Mon Sep 23, 2002

Found the Damn Thing

I finally figured out where I’d read that quote I was trying to remember two posts ago, after memory-jogging comments from Chris Bertram and Max Sawicky. (Max’s suggestion, “To understand capitalism, read Marx; to understand socialism, read Marshall” is pithy, but not what I was half-remembering.

The paragraphs I had in mind are by Oscar Lange, and are quoted in Mark Blaug’s Economic Theory in Retrospect (5th ed., pp253-4). Here they are:

Let us imagine two persons: one who has learned his economics only from the Austrian School, Pareto and Marshall, without ever having seen or even heard a sentence of Marx or his disciples; the other one who, on the contrary, knows his economics exclusively from Marx and the Marxists and does not even suspect that there may have been economists outside the Marxist school. Which of the two will be able to account better for the fundamental tendencies of the evolution to Capitalism? To put the question is to answer it.

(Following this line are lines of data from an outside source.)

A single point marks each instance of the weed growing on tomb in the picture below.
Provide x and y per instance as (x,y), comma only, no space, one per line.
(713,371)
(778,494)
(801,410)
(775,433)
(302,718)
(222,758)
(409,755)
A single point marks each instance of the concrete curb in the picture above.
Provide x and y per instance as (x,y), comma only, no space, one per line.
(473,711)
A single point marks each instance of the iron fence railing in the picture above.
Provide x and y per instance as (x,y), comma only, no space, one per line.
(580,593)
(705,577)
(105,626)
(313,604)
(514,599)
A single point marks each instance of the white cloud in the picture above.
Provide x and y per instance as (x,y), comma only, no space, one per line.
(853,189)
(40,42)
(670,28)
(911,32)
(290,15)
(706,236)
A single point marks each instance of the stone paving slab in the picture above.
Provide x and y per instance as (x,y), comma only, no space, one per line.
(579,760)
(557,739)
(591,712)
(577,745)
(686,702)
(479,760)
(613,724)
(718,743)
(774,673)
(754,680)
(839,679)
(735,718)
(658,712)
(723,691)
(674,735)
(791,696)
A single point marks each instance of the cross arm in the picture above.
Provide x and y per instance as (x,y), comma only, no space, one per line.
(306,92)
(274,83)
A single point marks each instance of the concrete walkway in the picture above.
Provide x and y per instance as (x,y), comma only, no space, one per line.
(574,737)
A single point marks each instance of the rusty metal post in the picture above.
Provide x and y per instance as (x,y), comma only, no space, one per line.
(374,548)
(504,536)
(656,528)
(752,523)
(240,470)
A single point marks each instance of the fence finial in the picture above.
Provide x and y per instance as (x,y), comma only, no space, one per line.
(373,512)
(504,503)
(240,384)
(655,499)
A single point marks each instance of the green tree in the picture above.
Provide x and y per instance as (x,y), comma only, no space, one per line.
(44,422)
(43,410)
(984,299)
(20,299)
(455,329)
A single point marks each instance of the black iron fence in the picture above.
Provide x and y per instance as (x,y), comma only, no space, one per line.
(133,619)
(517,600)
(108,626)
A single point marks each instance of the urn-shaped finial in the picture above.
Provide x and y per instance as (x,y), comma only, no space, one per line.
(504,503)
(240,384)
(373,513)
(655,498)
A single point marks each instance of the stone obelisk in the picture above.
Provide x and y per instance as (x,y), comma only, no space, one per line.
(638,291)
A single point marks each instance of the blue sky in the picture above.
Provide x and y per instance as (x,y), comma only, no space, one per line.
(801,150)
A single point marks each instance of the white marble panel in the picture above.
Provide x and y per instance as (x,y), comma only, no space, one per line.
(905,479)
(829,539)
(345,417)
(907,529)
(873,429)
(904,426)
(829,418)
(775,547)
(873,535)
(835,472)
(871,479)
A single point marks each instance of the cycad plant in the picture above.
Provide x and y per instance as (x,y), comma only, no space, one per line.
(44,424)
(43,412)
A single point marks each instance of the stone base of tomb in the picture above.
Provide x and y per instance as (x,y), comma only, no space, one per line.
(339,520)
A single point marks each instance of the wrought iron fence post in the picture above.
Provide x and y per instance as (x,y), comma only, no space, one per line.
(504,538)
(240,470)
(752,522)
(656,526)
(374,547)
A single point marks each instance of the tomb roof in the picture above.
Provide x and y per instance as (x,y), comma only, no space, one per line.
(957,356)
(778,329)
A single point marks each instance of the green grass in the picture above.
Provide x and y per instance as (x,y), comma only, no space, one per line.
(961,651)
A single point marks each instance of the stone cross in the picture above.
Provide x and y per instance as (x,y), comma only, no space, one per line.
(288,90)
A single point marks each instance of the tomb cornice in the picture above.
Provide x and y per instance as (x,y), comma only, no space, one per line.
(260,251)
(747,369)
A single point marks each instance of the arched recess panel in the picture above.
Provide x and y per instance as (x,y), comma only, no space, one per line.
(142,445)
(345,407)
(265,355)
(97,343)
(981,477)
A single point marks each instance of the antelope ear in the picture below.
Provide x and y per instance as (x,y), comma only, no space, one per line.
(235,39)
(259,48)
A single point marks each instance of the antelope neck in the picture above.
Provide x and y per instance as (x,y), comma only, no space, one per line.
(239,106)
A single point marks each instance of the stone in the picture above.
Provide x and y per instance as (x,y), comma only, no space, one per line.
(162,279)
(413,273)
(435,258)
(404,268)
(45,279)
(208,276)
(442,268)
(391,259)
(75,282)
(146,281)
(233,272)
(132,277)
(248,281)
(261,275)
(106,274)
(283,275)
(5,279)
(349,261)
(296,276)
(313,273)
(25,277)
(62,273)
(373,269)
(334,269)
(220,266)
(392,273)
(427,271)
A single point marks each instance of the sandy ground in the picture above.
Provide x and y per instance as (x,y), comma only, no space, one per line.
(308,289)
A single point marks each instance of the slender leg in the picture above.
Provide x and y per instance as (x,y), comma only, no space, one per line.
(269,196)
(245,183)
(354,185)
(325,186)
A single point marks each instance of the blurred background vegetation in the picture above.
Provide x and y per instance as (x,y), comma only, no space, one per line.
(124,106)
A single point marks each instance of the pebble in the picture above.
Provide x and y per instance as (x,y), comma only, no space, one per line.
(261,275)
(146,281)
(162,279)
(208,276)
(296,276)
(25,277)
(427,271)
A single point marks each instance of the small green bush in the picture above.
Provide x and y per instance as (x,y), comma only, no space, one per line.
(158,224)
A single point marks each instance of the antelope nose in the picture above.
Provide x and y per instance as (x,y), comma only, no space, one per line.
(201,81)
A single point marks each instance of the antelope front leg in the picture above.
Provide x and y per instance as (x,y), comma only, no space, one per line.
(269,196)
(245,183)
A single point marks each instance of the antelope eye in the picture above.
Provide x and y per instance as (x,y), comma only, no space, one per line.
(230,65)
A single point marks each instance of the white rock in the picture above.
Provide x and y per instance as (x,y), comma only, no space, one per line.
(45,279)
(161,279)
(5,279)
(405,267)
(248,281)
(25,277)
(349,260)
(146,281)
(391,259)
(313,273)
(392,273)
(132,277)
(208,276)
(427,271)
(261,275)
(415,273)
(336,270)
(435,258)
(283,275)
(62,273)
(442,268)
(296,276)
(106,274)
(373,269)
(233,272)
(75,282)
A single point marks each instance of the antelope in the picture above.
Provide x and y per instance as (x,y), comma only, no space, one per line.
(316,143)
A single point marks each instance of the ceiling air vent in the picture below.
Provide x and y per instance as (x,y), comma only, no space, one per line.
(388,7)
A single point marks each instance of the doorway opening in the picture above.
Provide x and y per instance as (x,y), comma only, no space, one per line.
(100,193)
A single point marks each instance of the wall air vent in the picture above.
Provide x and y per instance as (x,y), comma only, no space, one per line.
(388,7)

But this superiority of Marxian economies [sic] is only a partial one. There are some problems before which Marxian economics is quite powerless, while ‘bourgeois’ economics solves them easily. What can Marxian economies say about monopoly prices? What has it to say on the fundamental problems of money and credit theory? What apparatus has it to offer for analysing the incidence of a tax, or the effect of a certain technical innovation on wages? And (irony of Fate!) what can Marxian economics contribute to the problem of the optimum distriubtion of productive resources in an socialist economy?

Clearly the relative merits of Marxian economics and modern ‘bourgeois’ economic theory belong to different ‘ranges’. Marxian economics can work the economic evolution of capitalist society in to a consistent theory from which its necessity is deduced, while ‘bourgeois’ economists get no further than mere historical description. On the other hand, ‘bourgeois’ economics is able to grasp the phenomena of the every-day life of a capitalist economy in a manner that is far superior to anything the Marxists can produce. Further, the anciipations which can be deduced from the two types of economic theory refer to a different range of timeā€¦ [O]ver a long period a knowledge of Marx is a much more effective starting point than a knowledge of Wieser, Bohm-Bawerk, Pareto of even Marshall (though the last-named is in this respect much superior). But Marxian economics would be a poor basis for running a central bank or anticipating the effects of a change in the rate of discount.

Considerably more verbose than I remembered.